Prendre le temps d'innover vite : le rôle des start-ups internes dans l'organisation globale de l'innovation

auteurs

  • Brion Sébastien
  • Garel Gilles

mots-clés

  • Integrative and generative forces
  • Innovation
  • Speed
  • SBU

type de document

COMM

résumé

Innovation requires time and it seem to be quiet not easy to be creative under the gun (Amabile et al., 2002). To date, scholars point some useful elements to make this possible (Sheremata, 2000). It does require integrative forces that support rapid routinized practices that can be combined with some generative forces to capture new knowledge’s and foster novelty. A growing number of academic publications on organizational ambidexterity bring some key elements on how to manage these two opposite mechanisms. These streams of research recently advise that business venturing could bring together these forces in organization (Hill and Birkinshaw, 2012). In line with these researches, we hypothesize that this specific organizational form might have positive consequences to fast innovation.

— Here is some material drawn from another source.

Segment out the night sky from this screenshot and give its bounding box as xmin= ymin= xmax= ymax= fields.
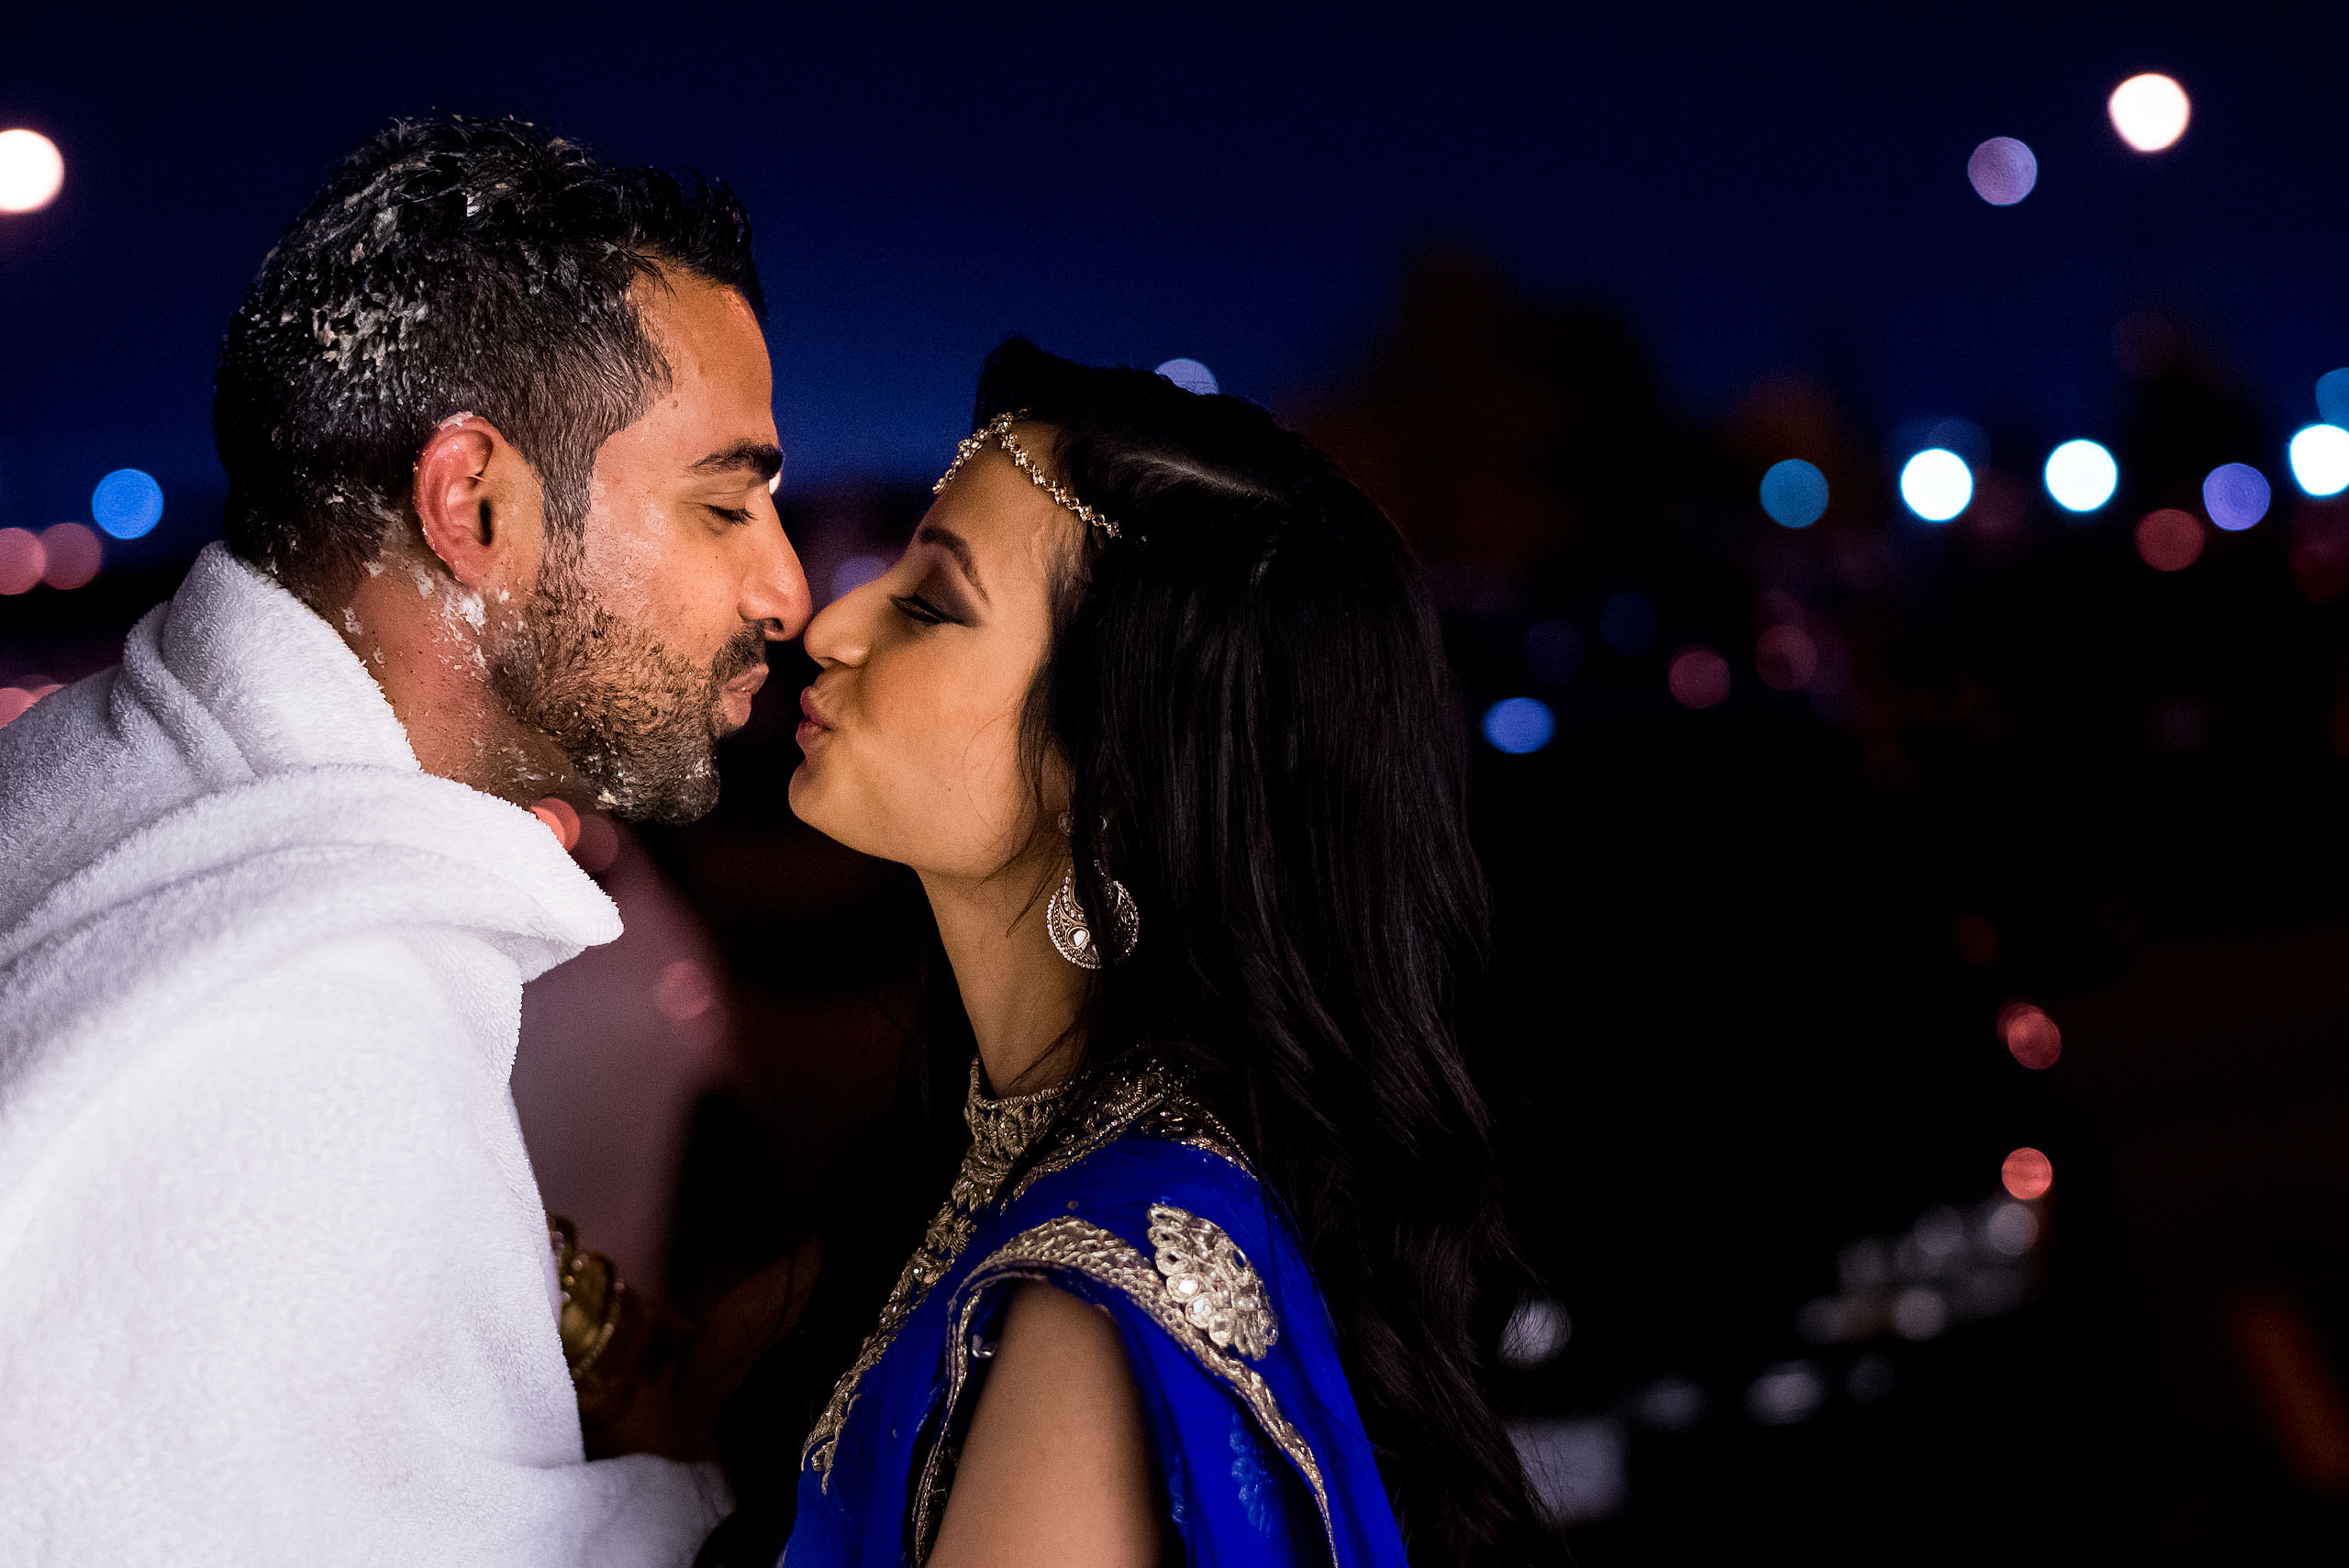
xmin=3 ymin=5 xmax=2344 ymax=569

However, this literature did not explain how these two opposite mechanisms can be managed. The longitudinal study of four Internals business venturing hosted within an SBU of a multinational firm, highlight how to combine the two opposite forces in a specific time pressure context. We show how the organizational ambidexterity based on internal business venturing strengthens generative forces and fosters explorative innovation under time pressure. However, when project objectives are not clear and that innovative knowledge is too close to core business, integrative forces can drive out the positive effects of generative forces. In that case, specific managerial mechanisms are required to protect generative forces.